Marvel Studios’ Ironheart is a series fraught with paradoxes. It is the final production of MCU Phase Five, yet it feels like an afterthought. The show feels rushed and incomplete, yet the story moves at a glacial pace. The biggest paradox, however, is the title character, who has been faithfully adapted from the comics in every way comic readers hoped she wouldn’t be.

Ironheart opens with Riri Williams (Dominique Thorne) being expelled from MIT. While her professors can ignore her history of setting labs on fire with her prototypes, they won’t ignore her doing her classmates’ homework for a price. She uses this money to finance improvements to her armored suit, a pet project that is all she has to show for four years of college.

Upon returning home to Chicago, Riri is approached by a gang of misfits led by the mysterious Parker (Anthony Ramos). Armed with a cloak he claims is magic, Parker has been targeting the idle rich of Chicago. Riri is ethically ambiguous enough to see no issue with this. However, she quickly discovers that Parker’s promises that she can quit after three jobs are empty. Throw in her accidental creation of an artificial intelligence modeled on her childhood best friend Natalie (Lyric Ross) and her being blackmailed by a black marketer named Joe (Alden Ehrenreich), and Ironheart soon finds herself in over her head.
Ironheart’s Riri Williams is too much like the comics

Strangely enough, Ironheart falls flat because of what Marvel Studios chose to accurately adapt from the comics. Specifically, the abrasive personality of Riri Williams. Popular culture is full of troubled geniuses who are as socially awkward as they are intellectually brilliant. However, these characters are usually given some factor that redeems them, or at least humanizes them. The Riri Williams of the comics didn’t get that in her earliest appearances, and she doesn’t quite get there in these first three episodes. Indeed, one of the grand ironies of the show is that the Natalie AI acts more like a real person than Riri.

The best parts of Ironheart center around Riri trying to make human connections in spite of herself. There is deep irony in that her best relationship is with the AI she’s holding off on deleting because she never came to terms with Natalie’s violent death. The issues and ethics of AI, coupled with Natalie’s existential angst regarding her knowing what she is but still feeling human, make for one of the show’s strongest subplots. Unfortunately, it is also one of the most minor. So is the subplot involving Joe, who develops an odd friendship with Riri despite their blackmailing one another.

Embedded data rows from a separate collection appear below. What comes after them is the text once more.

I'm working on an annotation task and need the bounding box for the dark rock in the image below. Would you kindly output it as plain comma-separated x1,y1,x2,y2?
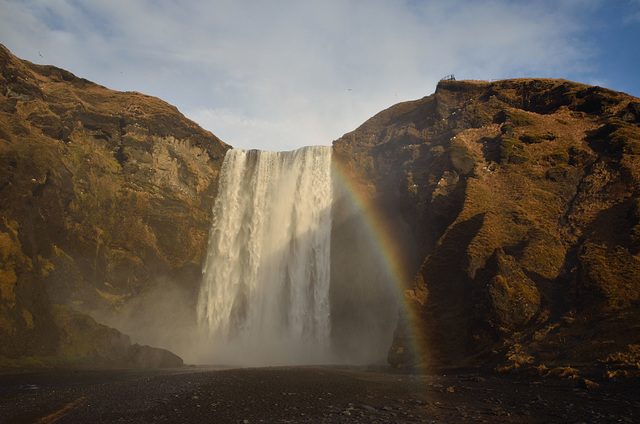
478,249,541,332
620,101,640,123
449,139,476,176
387,313,420,369
50,304,183,368
128,343,183,368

Another irony lies in how, for all the exposition this show delivers, there is so much more that goes unexplored. Parker and his gang are incredibly shallow, even by the standards of the heist movies Ironheart imitates. The Hood Parker wears is set up as a mystery to be explored, but virtually nothing more is known by the series’ midpoint. The end result is a story that feels bloated, yet completely underdeveloped at the same time.
Ironheart fails to make Riri a sympathetic antihero

The show’s biggest sin is that, even as an antihero rather than the spiritual heir to Iron Man, Riri is not an engaging protagonist. Her biggest sin is hubris and her inability to consider anything outside of building power armor “because I can.” It is hard to sympathize with her claims that the only thing stopping her from being the next Tony Stark is money. Particularly when she’s able to enhance Joe’s blueprints for various innovations in an afternoon. She could easily make an honest living instead of being the most stupid genius ever, but then we’d have no show. Based on these first three episodes of Ironheart, that may have been for the best.
Grade: 5/10
Ironheart Episodes 1-3 are now streaming on Disney+.